Tom's Blog

Wednesday, October 8, 2014

Savanna understory: factors influencing

This is a nice time for an overview of the understory vegetation in our bur oak savannas. The canopy cover varies quite a bit from one area to another, and this greatly affects the understory vegetation.

The best way to see the savannas right now is to take a stroll through the mowed trail that goes from the west end of Toby's Prairie to the Saddle Road at the west end of Unit 11A. The first part of the walk is through a savanna that is mostly closed (Unit 11B). About half way along you come out into a quite open savanna (Unit 11A). The transition is very easy to discern, because of the distinct difference in the understory vegetation. Unit 11A; open savanna: tallgrass. Unit 11B; closed savanna: sedges, milkweeds, purple Joe Pye, boneset, other forbs.

The two photos (11B; above) here show the difference.

The air photo/map below shows the approximate locations of the camera and the photo directions. The air photo, taken leaf-on by NAIP in the summer of 2013, clearly shows the locations of the oaks. The map was done by ArcGIS. The location of the gravel service road is shown by the orange dashed line.

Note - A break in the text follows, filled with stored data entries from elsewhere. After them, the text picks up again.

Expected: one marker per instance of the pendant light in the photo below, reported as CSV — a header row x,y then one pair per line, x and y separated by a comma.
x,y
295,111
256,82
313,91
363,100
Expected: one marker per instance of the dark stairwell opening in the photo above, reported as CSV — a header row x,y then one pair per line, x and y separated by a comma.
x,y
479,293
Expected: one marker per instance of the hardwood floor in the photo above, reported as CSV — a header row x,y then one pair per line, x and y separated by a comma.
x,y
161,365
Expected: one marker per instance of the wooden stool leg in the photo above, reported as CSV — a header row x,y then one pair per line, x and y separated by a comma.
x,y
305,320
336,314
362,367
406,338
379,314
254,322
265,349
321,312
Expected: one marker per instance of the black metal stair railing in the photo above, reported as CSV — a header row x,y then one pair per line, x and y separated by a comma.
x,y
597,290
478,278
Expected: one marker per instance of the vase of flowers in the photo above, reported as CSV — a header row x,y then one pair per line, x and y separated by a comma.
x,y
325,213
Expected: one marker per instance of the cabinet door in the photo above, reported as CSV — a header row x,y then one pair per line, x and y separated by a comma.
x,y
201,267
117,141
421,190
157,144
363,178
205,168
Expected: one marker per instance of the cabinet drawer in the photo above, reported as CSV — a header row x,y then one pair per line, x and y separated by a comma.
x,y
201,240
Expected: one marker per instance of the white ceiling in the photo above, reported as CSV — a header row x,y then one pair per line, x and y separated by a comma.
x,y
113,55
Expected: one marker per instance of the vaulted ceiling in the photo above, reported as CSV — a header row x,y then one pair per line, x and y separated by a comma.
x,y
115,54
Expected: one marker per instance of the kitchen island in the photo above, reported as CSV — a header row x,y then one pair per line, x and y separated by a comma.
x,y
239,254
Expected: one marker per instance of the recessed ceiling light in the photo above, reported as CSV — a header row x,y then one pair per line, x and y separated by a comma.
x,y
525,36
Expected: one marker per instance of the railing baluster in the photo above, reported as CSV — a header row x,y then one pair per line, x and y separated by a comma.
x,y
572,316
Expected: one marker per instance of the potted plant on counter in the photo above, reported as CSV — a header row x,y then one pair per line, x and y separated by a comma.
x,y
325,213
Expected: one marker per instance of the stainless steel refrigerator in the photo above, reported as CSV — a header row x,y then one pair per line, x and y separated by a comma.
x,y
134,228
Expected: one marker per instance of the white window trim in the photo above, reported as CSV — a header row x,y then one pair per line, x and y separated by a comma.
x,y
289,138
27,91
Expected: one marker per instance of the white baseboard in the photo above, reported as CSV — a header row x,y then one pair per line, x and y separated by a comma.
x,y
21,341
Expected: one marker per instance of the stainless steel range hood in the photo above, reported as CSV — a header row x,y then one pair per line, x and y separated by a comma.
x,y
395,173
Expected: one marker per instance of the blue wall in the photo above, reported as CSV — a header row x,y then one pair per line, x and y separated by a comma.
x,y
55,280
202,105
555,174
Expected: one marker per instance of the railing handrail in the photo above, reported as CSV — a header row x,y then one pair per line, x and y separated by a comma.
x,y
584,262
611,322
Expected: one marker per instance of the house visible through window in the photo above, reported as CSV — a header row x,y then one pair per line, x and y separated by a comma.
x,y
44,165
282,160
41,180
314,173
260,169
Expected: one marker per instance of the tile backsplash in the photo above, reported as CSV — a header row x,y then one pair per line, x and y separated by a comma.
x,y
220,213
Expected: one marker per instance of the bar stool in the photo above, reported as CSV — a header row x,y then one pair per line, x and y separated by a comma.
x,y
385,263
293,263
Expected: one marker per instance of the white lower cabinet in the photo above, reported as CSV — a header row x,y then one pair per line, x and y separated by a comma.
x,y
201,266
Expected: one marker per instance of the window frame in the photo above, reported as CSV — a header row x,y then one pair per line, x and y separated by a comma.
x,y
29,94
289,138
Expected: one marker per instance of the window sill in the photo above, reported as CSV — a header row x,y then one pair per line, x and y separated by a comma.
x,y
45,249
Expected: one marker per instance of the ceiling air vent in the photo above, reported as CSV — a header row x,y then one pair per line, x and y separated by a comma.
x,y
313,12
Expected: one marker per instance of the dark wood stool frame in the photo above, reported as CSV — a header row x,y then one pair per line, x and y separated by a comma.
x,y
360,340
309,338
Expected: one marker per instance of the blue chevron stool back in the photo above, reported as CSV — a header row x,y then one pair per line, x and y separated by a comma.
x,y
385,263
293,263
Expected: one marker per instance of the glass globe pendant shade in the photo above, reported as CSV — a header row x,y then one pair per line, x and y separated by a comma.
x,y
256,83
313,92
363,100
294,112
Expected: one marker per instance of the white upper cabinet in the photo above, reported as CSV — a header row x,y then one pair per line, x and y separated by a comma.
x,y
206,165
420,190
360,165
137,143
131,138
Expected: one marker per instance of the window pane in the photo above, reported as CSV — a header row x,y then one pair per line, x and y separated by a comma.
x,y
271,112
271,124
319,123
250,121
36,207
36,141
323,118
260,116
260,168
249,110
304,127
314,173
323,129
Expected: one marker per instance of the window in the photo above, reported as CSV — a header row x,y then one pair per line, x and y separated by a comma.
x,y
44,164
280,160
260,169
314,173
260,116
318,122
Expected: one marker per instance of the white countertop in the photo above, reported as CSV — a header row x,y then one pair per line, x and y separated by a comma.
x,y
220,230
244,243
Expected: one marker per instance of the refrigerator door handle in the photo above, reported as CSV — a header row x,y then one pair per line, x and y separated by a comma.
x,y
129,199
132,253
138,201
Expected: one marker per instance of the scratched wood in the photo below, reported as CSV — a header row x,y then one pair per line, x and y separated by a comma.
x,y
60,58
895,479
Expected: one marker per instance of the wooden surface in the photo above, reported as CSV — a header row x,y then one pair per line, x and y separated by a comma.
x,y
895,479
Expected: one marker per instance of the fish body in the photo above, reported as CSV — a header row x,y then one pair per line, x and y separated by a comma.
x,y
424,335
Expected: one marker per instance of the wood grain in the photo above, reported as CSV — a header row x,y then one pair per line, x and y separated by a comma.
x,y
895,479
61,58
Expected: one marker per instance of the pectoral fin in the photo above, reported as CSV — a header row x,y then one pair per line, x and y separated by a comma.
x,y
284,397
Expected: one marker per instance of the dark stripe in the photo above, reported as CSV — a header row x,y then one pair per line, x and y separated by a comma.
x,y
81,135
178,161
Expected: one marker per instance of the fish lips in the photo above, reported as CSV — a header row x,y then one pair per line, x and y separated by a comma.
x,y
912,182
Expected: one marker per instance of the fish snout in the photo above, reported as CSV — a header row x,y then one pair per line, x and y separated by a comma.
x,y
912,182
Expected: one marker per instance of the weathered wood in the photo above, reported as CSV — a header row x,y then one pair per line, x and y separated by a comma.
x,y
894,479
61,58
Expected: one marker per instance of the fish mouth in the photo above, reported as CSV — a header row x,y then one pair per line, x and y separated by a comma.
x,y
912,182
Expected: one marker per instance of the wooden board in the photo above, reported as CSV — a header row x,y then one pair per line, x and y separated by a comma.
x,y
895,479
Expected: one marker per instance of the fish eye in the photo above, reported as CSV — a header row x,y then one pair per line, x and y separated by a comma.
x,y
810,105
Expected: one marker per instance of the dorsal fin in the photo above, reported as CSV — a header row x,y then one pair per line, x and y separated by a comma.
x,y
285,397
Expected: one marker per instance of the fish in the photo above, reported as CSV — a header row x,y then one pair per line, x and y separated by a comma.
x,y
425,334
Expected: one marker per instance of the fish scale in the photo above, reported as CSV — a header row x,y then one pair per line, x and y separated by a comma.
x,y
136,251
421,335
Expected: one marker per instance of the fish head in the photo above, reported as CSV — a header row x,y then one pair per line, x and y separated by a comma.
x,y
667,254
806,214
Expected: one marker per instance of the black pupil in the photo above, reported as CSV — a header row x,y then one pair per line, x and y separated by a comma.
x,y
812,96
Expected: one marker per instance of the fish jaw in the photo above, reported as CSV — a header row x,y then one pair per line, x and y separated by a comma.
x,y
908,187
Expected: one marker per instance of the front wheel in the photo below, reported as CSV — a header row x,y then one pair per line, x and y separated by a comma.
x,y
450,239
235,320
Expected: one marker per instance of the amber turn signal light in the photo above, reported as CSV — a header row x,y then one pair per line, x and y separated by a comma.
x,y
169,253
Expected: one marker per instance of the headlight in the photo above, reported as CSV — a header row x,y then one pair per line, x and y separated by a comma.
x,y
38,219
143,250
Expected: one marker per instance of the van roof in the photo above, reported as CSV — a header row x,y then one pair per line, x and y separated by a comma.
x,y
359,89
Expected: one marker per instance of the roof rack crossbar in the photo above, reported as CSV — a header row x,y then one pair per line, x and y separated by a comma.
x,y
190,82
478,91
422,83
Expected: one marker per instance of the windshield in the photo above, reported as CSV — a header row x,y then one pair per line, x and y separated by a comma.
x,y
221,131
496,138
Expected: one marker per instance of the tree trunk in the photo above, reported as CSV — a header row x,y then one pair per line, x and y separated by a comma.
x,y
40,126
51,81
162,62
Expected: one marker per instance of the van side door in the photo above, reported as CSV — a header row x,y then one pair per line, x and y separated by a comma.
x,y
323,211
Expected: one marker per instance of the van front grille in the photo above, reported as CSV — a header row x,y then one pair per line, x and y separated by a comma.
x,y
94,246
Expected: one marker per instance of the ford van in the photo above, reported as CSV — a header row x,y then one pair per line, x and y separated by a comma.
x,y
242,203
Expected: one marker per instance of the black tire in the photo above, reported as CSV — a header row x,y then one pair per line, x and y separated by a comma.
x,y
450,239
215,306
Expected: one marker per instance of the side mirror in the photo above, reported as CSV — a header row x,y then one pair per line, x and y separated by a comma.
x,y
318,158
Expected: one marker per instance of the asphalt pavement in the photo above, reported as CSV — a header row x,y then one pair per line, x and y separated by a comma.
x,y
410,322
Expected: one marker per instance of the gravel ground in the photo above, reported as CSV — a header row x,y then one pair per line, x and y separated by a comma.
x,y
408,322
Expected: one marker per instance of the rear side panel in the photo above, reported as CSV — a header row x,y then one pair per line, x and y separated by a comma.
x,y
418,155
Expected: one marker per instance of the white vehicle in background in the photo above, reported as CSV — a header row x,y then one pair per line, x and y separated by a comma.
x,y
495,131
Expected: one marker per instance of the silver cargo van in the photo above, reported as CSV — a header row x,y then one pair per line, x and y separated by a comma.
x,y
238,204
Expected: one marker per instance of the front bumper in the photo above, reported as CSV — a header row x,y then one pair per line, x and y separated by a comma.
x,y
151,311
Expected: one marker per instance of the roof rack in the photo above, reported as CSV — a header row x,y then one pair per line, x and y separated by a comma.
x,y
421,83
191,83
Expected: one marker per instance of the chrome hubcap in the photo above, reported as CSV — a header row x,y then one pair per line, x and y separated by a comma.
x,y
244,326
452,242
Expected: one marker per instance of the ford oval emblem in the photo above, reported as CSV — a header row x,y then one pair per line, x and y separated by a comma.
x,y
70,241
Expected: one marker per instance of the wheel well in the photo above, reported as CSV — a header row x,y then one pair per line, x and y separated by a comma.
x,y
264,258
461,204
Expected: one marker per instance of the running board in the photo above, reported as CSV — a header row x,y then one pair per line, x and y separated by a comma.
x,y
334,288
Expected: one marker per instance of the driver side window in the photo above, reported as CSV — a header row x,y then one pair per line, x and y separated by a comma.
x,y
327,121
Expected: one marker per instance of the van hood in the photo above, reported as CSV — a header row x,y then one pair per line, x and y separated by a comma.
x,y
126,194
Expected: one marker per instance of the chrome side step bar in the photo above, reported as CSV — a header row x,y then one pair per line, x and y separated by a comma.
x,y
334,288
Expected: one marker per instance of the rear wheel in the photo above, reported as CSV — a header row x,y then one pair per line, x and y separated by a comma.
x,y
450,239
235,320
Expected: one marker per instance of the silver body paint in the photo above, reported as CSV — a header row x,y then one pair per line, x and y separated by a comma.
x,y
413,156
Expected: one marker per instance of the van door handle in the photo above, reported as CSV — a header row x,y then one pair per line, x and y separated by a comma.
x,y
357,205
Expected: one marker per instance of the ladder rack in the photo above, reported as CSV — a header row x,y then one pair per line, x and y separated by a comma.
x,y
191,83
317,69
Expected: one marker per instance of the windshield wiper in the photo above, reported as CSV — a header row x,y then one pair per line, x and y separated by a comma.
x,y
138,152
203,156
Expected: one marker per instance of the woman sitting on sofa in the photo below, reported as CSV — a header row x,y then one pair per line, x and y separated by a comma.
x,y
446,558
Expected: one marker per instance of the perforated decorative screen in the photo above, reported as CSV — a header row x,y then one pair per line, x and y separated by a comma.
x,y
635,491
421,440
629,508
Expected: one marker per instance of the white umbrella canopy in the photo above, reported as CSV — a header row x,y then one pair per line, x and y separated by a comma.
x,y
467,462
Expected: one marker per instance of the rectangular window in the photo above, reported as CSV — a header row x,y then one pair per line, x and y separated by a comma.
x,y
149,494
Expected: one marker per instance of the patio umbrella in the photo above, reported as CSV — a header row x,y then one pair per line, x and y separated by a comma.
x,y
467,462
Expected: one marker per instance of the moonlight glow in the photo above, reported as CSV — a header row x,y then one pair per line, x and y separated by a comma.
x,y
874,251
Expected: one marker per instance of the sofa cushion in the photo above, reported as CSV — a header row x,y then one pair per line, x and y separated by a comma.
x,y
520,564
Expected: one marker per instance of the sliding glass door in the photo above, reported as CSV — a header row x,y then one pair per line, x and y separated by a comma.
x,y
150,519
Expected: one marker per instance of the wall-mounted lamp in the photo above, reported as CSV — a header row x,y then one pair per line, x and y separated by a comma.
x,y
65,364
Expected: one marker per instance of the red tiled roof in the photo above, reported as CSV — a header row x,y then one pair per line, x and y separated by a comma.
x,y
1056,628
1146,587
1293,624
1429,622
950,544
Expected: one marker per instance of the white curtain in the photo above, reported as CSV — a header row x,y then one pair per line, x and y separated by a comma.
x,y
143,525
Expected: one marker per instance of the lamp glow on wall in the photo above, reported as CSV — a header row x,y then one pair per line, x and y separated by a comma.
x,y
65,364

Several items of management are relevant. The savannas were cleared of undesirable vegetation in 2000-2003 and were planted several times with open or closed savanna seed mixes. (The open savanna mix contained little bluestem, big bluestem, and Indian grass. The closed savanna mix did not have the prairie grasses.) The savannas have been burned annually since 2003 (11 years). It took about three growing seasons for the prairie grasses to get started in Unit 11A. Indian grass is the predominant prairie grass. Note that what we are seeing here is the late summer/early fall vegetation. The prairie grasses only become significant in late summer. During most of the summer a wide variety of forbs are present, including compass plant, pale purple coneflower, Canada milkvetch, etc.

Since the soil, topography, and weather are similar in both units, the most significant factor controlling the understory vegetation is light. Where the canopy is very open, prairie grasses dominate. In the more closed canopy, prairie grasses are only scattered.

Another matter of interest. Unit 11A had remnants of a prairie vegetation when we started restoration. Lead plant and New Jersey tea were present and have increased once the invasive woody plants were removed.